Шрифт:
Интервал:
Закладка:
Правда, сближение случилось всё равно, причем не на сцене, а в жизни. Но закончилось катастрофой, которой наверняка не произошло бы, если б они играли в одном спектакле. Эраст Петрович уже достаточно разбирался в актерской психологии, чтобы понимать: настоящая артистка ни за что не позволила бы себе разорвать отношения с партнером по роли – это погубило бы постановку.
Однако причин для терзаний хватало и до катастрофы. Пока Фандорин еще посещал репетиции, он все время испытывал мучительную зависть к Масе, который имел право касаться Элизы, притом самым интимным образом.
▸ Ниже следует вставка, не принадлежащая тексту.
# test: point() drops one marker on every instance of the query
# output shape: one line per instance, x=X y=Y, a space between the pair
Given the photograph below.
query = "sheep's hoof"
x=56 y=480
Чертов режиссер, помешанный на чувственности, хотел, чтобы любовная сцена выглядела «убедительной». Он, например, ввел небывало смелый элемент: герой Масы под воздействием вырвавшихся на волю чувств, не просто обнимал гейшу, а запускал руку ей под кимоно. Ной Ноевич уверял, что от этакой натуральности публика остолбенеет. Пока же столбенел Эраст Петрович. У него в пьесе никакого натурализма не было, речь там шла о любви небесной.
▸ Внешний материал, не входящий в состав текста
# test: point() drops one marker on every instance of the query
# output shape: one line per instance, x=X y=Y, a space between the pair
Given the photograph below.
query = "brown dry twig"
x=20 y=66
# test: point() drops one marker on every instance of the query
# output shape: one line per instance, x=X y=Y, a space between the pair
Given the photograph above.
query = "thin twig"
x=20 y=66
Маса вел себя просто отвратительно. Смачно целовал Элизу в шею, охотно лез в вырез кимоно, а с бюстом актрисы обращался так, что Фандорин вставал и выходил. Особенно бесили его похвалы, которые японец расточал в адрес Элизы. «Губы отень мягкие, а грудзь наоборот твёрудая, упуругая! Господзин сдерар хоросий выбор», – весь лоснясь и причмокивая, рассказывал он после репетиции – и всё это с видом самого заинтересованного, дружеского участия!
Лицемер! О, Фандорин отлично знал повадки своего слуги. И жадный блеск в глазах, и плотоядное причмокивание! Загадка из загадок, как Масе удавалось завоевывать женские сердца (и тела), но на этом поприще он дал бы своему господину сто очков вперед.
С другой стороны, несправедливо было осуждать японца за то, что тот не устоял перед Элизиным волшебством. Такая уж это женщина. От нее все теряют голову.
Настоящая любовь и настоящая дружба несовместимы, горько размышлял Эраст Петрович. Или одно, или другое. Вот правило, которое не ведает исключений…
Течение болезни
С Фандориным стряслось то, что происходит со всяким рассудочным, волевым человеком, который привык держать чувства в тугой узде, а скакун вдруг сделал свечку и выкинул опостылевшего всадника из седла. Такое с Эрастом Петровичем прежде случалось всего дважды, оба раза из-за трагически оборвавшейся любви. Правда, теперь ее финал выглядел скорее фарсовым, но от этого беспомощное состояние, обрушившееся на прежнего рационалиста, было еще унизительней.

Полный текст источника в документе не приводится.